Saltar para: Post [1], Comentários [2], Pesquisa e Arquivos [3]

Delito de Opinião

A angústia do guarda-redes antes do penalty.

Luís Menezes Leitão, 10.07.14

 

"A angústia do guarda-redes antes do penalty" (Die Angst des Tormanns beim Elfmeter) constitui um magnífico livro de Peter Handke, que serviu de guião a um filme de Wim Wenders. O livro retrata o drama de um canalizador, antigo guarda-redes, que fica desempregado, sendo que o desespero causado pela situação o leva a cometer um crime. Neste âmbito a descrição da sua habitual angústia antes do penalty corresponde a uma metáfora da vida. O guarda-redes não sabe para onde vai ser dirigido o remate mas, pelo que conhece do jogador, atira-se para onde espera que ele remate. Mas fica-lhe sempre a angústia: e se ele desta vez remata para outro lado? Da mesma forma, a vida faz-nos muitas vezes surgir situações que não esperamos, e com as quais por vezes não conseguimos lidar.

 

Quando li este livro há muitos anos sempre pensei que havia um erro de perspectiva: o guarda-redes não tem qualquer angústia antes do penalty, pois ninguém está à espera que ele defenda. Por isso, se não defender, ninguém o acusa de nada.
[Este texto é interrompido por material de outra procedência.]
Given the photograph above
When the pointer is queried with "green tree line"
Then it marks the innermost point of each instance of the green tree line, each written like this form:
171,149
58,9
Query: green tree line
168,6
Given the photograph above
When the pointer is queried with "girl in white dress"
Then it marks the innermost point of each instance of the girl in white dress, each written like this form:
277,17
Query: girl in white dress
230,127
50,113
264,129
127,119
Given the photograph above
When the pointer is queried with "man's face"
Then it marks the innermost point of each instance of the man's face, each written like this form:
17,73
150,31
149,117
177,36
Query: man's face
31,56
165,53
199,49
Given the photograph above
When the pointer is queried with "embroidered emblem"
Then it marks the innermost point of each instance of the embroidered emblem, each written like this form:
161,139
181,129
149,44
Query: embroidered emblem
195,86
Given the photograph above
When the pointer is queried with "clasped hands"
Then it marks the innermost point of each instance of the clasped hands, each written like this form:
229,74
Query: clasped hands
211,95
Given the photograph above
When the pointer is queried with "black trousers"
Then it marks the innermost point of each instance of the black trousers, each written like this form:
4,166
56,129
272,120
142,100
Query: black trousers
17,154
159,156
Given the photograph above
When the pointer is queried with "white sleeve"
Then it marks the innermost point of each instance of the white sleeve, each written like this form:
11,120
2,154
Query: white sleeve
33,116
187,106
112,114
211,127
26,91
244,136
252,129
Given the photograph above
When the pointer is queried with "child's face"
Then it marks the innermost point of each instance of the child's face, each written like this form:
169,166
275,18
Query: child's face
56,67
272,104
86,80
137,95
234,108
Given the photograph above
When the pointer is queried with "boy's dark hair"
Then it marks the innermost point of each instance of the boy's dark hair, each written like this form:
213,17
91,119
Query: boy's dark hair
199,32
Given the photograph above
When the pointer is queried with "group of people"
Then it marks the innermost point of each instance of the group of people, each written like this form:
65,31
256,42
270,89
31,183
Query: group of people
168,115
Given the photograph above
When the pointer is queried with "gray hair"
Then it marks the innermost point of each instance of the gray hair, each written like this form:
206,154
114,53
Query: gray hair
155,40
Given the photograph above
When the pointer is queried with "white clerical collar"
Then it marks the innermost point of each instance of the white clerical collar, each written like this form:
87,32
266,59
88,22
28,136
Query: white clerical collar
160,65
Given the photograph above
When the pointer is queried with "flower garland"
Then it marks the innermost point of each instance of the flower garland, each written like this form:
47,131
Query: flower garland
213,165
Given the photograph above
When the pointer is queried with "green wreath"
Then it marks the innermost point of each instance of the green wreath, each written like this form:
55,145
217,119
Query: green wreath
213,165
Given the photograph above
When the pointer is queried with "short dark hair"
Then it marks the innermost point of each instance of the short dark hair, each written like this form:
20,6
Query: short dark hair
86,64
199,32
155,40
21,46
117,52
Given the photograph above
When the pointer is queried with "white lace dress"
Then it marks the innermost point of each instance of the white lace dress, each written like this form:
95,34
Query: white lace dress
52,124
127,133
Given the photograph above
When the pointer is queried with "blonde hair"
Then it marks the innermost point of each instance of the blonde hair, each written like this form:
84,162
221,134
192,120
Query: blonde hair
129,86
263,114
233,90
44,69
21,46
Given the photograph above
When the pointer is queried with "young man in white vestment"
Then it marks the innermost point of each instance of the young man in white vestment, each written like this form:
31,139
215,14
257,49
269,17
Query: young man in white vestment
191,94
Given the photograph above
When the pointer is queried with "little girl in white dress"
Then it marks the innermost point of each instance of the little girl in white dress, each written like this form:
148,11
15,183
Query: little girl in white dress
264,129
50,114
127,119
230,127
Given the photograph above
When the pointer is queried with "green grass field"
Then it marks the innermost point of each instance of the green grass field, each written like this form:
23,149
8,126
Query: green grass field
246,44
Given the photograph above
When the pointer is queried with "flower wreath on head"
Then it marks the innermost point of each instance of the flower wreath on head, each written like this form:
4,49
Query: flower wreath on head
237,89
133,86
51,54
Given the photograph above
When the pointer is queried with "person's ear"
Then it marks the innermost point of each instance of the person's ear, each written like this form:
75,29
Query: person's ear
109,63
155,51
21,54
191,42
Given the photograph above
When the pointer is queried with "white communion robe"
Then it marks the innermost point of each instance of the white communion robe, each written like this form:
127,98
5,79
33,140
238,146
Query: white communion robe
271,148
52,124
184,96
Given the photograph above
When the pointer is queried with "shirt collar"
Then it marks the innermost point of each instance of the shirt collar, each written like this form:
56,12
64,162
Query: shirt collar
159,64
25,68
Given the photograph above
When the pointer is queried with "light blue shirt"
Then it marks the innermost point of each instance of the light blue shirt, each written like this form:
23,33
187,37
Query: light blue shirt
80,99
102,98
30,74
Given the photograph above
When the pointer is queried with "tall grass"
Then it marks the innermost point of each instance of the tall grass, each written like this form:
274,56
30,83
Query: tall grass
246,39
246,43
Se defender, é um herói para todos. A angústia é toda do marcador, uma vez que é ele que sabe que todos o crucificarão se não conseguir marcar o penalty. Por isso, o marcador tem uma tarefa dificílima de marcar com precisão e ao mesmo tempo enganar o guarda-redes, dissimulando o sítio para onde vai rematar.

 

As circunstâncias fizeram, no entanto, com que ontem no Argentina-Holanda existisse uma verdadeira angústia do guarda-redes antes do penalty. É que, no jogo anterior com a Costa Rica, o treinador holandês, Van Gaal, decidiu substituir no último minuto de jogo o guarda-redes habitual, Jasper Cillessen, pelo seu suplente, Tim Krull, um especialista na defesa de penalties. Tim Krull desempenhou a tarefa na perfeição, ocupando totalmente a baliza e enervando os marcadores, o que apurou a Holanda perante uma Costa Rica que me pareceu mais forte. Mas, ao que consta, Jasper Cillessen ficou furioso, pois não tinha sido previamente avisado dessa estratégia.

 

Talvez por esse motivo, num jogo que me pareceu que estava fadado para ser decidido por penalties desde o primeiro minuto, Van Gaal deixou esgotar as substituições, pelo que acabou por ser Cillessen a defender os penalties. É verdade que o mesmo tinha feito uma extraordinária exibição durante o jogo, mas notou-se claramente que acusou o peso de ter que defender os penalties, uma área em que manifestamente não é especialista. Duas vezes se atirou para o lugar certo e das duas não conseguiu segurar a bola, sendo então o útimo remate um frango monumental.

 

Daqui fica demonstrado como Van Gaal errou ao não substituir outra vez o seu guarda-redes, que sabia perfeitamente não estar vocacionado para defender penalties. Em A Arte da Guerra, Sun-Tzu escreveu: "Se conheces o teu inimigo e te conheces a ti mesmo, se tiveres cem combates a travar, cem vezes serás vitorioso. Se ignoras o teu inimigo e te conheces a ti mesmo, as tuas chances de perder e de ganhar serão idênticas. Se ignoras ao mesmo tempo o teu inimigo e a ti mesmo, só contarás os teus combates por derrotas".